The wheelchair athletes are not happy about this, and legally, they may have a valid case to make for full inclusion in varsity sports, much as women did three decades ago.

"There's a big difference" between the treatment of wheelchair athletes and others, says Janna Crawford, who plays center. "There's the lack of support. We have one coach for two teams, and he's pretty stretched. The lack of uniforms, the things that really bring a team together -- I feel like I'm missing out on some of that."

Neither the public nor the university sees the wheelchair teams in quite the same light as Illinois's other varsity squads. Mr. Frogley, his athletes, and a handful of coaches and activists across the country are determined to change that.

"We have to be in people's line of sight, so that they say, 'I didn't think a kid in a wheelchair could do this,'" says Mr. Frogley, who also coaches the Canadian men's national team. "So they'll no longer think, 'Too bad, how tragic.'"

Trying to convince athletics directors that already-stretched budgets should be extended to cover sports for people with disabilities has not worked so far. But activists point out that many male athletics directors were skeptical of the legitimacy of female athletes a generation ago. And federal law gives people with disabilities the same rights and protections as women and other groups that have faced discrimination.

"Look at the reasons given for not allowing women to participate -- they can't run because it would hurt them; their bodies won't take it," says Lisa Mastandrea, an alumna of the Illinois wheelchair-basketball program who is now a lawyer in Chicago. "With the whole paternalistic attitude toward a particular group, there's definitely a parallel with women's situations."

Mr.

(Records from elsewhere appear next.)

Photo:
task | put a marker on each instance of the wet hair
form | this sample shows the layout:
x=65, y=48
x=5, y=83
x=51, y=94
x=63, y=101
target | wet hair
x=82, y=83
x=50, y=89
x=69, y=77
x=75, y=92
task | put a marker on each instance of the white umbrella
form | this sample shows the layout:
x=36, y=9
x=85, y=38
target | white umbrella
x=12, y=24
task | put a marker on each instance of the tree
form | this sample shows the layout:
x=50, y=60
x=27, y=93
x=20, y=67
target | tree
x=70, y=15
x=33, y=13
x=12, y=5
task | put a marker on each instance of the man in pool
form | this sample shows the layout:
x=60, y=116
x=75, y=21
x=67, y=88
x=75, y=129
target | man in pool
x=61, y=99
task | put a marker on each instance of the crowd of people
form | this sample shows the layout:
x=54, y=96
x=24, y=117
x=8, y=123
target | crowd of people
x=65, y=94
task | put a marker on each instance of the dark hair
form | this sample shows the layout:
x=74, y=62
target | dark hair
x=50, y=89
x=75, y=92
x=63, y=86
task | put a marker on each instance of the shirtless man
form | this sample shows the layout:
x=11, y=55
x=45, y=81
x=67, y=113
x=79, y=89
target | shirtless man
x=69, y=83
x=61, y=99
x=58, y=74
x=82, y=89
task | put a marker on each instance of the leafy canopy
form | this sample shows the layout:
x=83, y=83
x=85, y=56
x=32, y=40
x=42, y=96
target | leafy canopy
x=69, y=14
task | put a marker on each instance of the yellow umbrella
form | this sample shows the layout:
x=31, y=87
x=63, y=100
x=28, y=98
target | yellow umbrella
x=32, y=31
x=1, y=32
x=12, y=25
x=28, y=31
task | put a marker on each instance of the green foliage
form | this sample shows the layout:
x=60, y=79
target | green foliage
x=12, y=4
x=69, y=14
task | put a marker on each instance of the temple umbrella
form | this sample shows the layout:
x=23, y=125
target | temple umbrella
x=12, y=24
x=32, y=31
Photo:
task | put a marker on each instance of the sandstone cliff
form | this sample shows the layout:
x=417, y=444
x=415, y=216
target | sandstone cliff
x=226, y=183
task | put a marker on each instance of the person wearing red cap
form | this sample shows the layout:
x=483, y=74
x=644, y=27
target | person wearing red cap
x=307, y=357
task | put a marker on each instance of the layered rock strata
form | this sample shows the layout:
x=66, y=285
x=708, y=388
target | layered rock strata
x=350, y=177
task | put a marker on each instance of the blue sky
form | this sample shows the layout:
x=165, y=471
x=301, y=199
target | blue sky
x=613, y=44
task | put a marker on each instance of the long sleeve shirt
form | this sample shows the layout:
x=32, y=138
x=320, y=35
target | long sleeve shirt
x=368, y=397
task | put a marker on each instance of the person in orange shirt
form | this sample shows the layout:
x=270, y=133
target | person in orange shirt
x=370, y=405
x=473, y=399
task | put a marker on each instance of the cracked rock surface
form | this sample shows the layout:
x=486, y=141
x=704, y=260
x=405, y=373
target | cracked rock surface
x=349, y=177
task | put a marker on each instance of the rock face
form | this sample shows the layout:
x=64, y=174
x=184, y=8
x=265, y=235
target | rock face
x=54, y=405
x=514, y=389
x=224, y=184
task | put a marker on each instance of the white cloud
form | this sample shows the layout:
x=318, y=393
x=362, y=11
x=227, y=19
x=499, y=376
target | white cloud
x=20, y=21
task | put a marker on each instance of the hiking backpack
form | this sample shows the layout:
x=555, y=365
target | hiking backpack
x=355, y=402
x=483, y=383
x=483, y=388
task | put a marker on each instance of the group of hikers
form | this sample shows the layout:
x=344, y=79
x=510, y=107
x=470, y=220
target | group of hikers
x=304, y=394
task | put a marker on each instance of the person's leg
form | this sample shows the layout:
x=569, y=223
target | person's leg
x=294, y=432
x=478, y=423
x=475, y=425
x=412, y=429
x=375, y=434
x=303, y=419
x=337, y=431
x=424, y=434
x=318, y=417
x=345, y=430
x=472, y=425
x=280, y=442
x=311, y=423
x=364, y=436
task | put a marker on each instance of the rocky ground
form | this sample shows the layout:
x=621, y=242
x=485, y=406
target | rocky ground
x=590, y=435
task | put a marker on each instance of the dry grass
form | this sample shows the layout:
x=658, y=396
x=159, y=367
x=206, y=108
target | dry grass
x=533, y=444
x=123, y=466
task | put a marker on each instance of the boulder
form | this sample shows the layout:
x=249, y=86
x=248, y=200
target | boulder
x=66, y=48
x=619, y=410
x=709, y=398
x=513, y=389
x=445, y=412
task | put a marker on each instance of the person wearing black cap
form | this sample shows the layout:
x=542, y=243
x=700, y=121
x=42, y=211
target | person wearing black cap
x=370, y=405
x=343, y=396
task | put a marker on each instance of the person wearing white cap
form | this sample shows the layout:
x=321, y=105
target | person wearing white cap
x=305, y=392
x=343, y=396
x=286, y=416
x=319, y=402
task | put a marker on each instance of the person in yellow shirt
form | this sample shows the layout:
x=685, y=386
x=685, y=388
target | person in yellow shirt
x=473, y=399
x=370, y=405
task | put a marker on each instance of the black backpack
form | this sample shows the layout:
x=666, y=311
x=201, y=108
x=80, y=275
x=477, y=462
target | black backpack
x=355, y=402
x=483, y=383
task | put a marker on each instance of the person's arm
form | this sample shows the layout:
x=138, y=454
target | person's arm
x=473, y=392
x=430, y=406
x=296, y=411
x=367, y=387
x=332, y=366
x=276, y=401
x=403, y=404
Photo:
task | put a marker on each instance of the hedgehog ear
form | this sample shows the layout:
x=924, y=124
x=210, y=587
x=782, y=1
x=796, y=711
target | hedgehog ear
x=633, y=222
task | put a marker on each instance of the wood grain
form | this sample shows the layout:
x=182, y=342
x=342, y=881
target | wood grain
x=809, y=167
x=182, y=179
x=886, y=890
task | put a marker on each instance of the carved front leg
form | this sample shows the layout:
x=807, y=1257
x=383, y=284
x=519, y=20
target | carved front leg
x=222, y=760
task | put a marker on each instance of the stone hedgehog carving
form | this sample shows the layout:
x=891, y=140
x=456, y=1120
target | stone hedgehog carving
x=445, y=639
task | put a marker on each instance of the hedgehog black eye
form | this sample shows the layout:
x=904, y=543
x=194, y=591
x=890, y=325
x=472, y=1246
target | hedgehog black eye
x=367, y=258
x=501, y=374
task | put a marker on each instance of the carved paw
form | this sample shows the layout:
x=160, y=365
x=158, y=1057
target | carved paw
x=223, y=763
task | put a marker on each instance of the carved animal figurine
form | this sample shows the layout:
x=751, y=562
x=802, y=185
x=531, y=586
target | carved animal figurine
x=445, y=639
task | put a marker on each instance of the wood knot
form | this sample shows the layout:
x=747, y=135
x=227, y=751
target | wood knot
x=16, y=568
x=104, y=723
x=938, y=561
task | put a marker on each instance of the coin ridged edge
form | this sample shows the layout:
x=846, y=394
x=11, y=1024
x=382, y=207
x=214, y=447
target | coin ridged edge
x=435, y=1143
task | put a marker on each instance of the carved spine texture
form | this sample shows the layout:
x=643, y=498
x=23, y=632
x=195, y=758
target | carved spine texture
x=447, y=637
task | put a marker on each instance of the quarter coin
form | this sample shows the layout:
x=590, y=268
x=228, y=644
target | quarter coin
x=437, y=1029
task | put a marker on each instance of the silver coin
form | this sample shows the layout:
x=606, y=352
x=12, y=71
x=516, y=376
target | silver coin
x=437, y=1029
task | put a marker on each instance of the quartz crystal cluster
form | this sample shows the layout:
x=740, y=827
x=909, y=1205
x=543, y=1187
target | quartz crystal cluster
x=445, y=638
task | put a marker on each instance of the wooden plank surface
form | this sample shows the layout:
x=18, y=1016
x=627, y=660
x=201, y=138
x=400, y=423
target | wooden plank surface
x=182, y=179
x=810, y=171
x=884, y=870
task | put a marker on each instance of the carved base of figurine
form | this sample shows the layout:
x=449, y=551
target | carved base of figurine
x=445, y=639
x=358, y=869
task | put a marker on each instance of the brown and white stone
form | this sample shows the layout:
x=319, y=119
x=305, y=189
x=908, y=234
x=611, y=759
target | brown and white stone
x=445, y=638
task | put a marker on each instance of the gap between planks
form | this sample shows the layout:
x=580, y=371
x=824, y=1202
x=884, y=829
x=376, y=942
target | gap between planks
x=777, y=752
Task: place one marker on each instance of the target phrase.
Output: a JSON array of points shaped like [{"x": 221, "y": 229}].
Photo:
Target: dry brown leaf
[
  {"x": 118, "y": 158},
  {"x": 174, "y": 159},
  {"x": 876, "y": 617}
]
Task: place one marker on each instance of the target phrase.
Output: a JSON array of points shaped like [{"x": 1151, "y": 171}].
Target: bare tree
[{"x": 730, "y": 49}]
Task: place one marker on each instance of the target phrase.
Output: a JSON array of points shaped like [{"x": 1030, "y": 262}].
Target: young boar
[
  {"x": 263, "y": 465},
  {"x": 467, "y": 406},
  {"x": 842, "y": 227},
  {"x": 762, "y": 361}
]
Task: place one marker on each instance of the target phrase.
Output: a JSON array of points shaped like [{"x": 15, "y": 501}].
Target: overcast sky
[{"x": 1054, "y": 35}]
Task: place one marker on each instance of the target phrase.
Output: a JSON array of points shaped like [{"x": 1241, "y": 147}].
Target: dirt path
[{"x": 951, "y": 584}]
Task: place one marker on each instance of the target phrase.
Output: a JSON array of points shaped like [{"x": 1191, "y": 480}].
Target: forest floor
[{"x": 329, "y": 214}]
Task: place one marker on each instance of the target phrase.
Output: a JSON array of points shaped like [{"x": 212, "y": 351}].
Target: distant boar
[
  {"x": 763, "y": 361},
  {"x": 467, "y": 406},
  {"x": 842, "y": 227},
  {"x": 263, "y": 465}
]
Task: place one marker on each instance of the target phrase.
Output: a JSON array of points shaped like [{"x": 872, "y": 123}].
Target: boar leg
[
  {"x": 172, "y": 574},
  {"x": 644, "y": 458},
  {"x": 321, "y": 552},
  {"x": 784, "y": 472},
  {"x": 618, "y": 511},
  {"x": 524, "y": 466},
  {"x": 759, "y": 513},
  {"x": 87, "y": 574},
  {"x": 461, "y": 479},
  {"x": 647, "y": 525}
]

Frogley and others say that although they prefer to get universities to recognize their programs without resorting to lawsuits, they believe that federal law is on their side. Section 504 of the Rehabilitation Act of 1973 and the Americans With Disabilities Act of 1990 forbid discrimination against people with disabilities, in the same language used by Title IX of the Education Amendments of 1972 to ban discrimination against women.

Mr. Frogley argues that at least one college in each state could field a wheelchair-basketball squad.

What's more, moving supervision of wheelchair teams from disability-services offices to athletics departments would send an important signal to society as a whole, the coach says. "That's why it's so important that a university supports it," he says, "because universities have the ability to change all of society's perspective."

Numbers Game

The 2000 census found that 11 million Americans, or a little over 6 percent of the adult population, have some sort of physical disability. For wheelchair users, fitness and athleticism are especially important because cardiovascular disease and complications from diabetes are the leading causes of death in this population.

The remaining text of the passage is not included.